Le Syndicat maintient un maximum de services et les ordures ménagères sont un véritable problème pour qu’elles soient évacuées. « On s’astreint à mobiliser les équipes pour la collecte mais pour le reste, c’est moins urgent. Toutes nos équipes ont répondu présent et nous n’avons eu aucun droit de retrait. Nos salariés restent motivés et engagés et je tiens à leur rendre hommage. Nous allons essayer de collecter le verre à partir d’aujourd’hui sur les communes de Vendôme, Saint-Ouen et Naveil. On s’aperçoit quand même que quoiqu’en disent certains, heureusement qu’il existe un service public, que ce soit au sein de notre syndicat ou mieux dans le milieu hospitalier. Depuis de nombreuses années, les gouvernements successifs l’ont sûrement trop sacrifié pour un retour sur investissement immédiat. Je ne tape pas sur le gouvernement actuel, il est sûrement très compliqué de prendre la bonne décision et donc de trouver la bonne solution dans cette crise sanitaire. Mais si seulement cette situation pouvait leur rappeler les priorités à prendre à l’avenir, ce serait déjà un grand pas » conclut Thierry Boulay.

 

Le Syndicat ValDem est fermé au public mais reste joignable au 02 54 89 41 17 – www.valdem.fr


Ces métiers indispensables

Malgré le confinement imposé à tous et qui s’est renforcé hier soir avec l’intervention du Premier ministre à la télévision, certains doivent travailler afin que chacun puisse vivre. Outre le milieu médical, infirmières, médecins, urgentistes ou ambulanciers qui continuent leur travail remarquable, les métiers de bouche et la grande distribution maintiennent sans relâche depuis une semaine leur ouverture malgré la peur de la contamination du Covid-19.

 

Pour ceux interrogés par téléphone hier, l’approvisionnement est maintenu grâce notamment aux producteurs et industriels qui exercent encore leur activité. «Nous avons chaque jour des camions qui ravitaillent notre magasin.

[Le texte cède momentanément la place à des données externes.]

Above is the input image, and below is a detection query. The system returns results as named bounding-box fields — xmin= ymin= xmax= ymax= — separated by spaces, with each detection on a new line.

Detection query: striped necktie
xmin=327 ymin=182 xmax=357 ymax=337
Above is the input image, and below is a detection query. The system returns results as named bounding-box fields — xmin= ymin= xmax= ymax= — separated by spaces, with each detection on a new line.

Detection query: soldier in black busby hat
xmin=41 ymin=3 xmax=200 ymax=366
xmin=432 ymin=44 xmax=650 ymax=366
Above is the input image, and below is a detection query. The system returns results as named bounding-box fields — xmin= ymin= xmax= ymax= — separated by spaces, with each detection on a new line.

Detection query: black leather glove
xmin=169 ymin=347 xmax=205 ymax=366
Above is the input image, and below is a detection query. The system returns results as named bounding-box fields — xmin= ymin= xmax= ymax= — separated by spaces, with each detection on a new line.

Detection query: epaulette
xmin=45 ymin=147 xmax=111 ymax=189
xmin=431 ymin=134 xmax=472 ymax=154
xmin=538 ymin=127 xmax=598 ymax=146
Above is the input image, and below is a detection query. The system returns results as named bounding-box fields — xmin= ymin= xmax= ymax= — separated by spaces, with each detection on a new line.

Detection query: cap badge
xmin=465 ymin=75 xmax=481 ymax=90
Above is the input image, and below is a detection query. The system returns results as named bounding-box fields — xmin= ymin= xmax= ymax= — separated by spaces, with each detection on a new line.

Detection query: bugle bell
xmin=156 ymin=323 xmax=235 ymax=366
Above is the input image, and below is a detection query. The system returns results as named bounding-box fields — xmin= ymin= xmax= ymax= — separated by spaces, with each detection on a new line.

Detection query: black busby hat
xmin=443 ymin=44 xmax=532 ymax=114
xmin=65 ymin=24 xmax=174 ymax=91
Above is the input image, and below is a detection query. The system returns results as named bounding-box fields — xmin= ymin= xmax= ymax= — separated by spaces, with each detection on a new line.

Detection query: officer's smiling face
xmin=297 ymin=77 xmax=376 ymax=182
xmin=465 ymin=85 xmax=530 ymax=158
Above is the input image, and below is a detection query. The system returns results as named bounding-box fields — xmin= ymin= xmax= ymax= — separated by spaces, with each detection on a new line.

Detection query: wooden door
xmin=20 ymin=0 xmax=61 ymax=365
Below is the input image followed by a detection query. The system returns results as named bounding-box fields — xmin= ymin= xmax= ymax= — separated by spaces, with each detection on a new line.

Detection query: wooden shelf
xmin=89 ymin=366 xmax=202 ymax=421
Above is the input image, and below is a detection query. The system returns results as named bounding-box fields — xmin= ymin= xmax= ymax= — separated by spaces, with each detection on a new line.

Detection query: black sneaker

Tous les produits sont à peu près en rayon sauf ceux qui en début de semaine dernière ont été dévalisés avec ce vent de panique. Cela a désorganisé nos approvisionnements comme pour les pâtes ou les rouleaux de papier toilette » déclare le directeur d’une grande chaîne de magasin vendômois. Aucun problème donc côté alimentation, même pour les fruits et légumes avec peut être une baisse pour le rayon poissonnerie dû à un manque d’activité des bateaux de pêche.

 

Du côté du personnel, peu manque à l’appel malgré des conditions de travail compliquées. « Nous avons moins de 10% de nos collaborateurs qui se sont mis à l’arrêt, principalement dû à la fermeture des écoles ce qui les oblige à rester à la maison pour garder leurs enfants. Pour la protection des hôtesses de caisse, nous avons dû nous adapter en permanence. Cela n’a pas été simple, nous avons essayé d’être le plus réactif possible pour rester ouvert en équipant nos caisses de protections en plexiglass. On nous reproche de faire travailler nos collaborateurs sans protection comme le manque de masques. Mais si nous en avions à leur donner, nous leur donnerions, les masques sont réquisitionnés pour l’instant pour le milieu médical, ce qui est normal, nous ne subissons que le manque de préparation de l’Etat » poursuit le directeur.  Pour certaines grandes surfaces, il a fallu mettre en place des vigiles à l’entrée pour limiter l’affluence afin d’éviter un nombre trop important de clients en même temps dans le magasin. « Nous ne sommes pas là pour faire la police, ce n’est pas notre rôle, mais l’on essaye de faire passer le message. Et puis souvent nous avons moins de monde l’après-midi et donc dire simplement à nos clients d’étaler leur course tout au long de la journée »

 

Le succès du Drive en ces temps de confinement n’est plus à démontrer. Un grand nombre de clients supplémentaires, des commandes internet plus importantes font qu’une commande se prépare dorénavant avec une semaine d’attente. « Cet afflux implique une réorganisation. J’ai limité le nombre de commande par jour de façon à préserver mes salariés » détaille un autre directeur d’enseigne. Mais tous les supermarchés ont la même demande quant à la discipline de leurs clients et l’élargissement des créneaux pour éviter l’affluence. Tous remercient également leurs collaborateurs exemplaires qui savent garder leur sang-froid et rester à leur poste de travail dans ces moments compliqués pour tous.

 

Reste la question des marchés qui semble se diriger vers une interdiction. En effet un texte signé la nuit dernière par Edouard Philippe interdirait la tenue de ceux-ci, y compris couverts. Une différence avec ses propos d’hier soir à la télévision… Quid des petits producteurs locaux ?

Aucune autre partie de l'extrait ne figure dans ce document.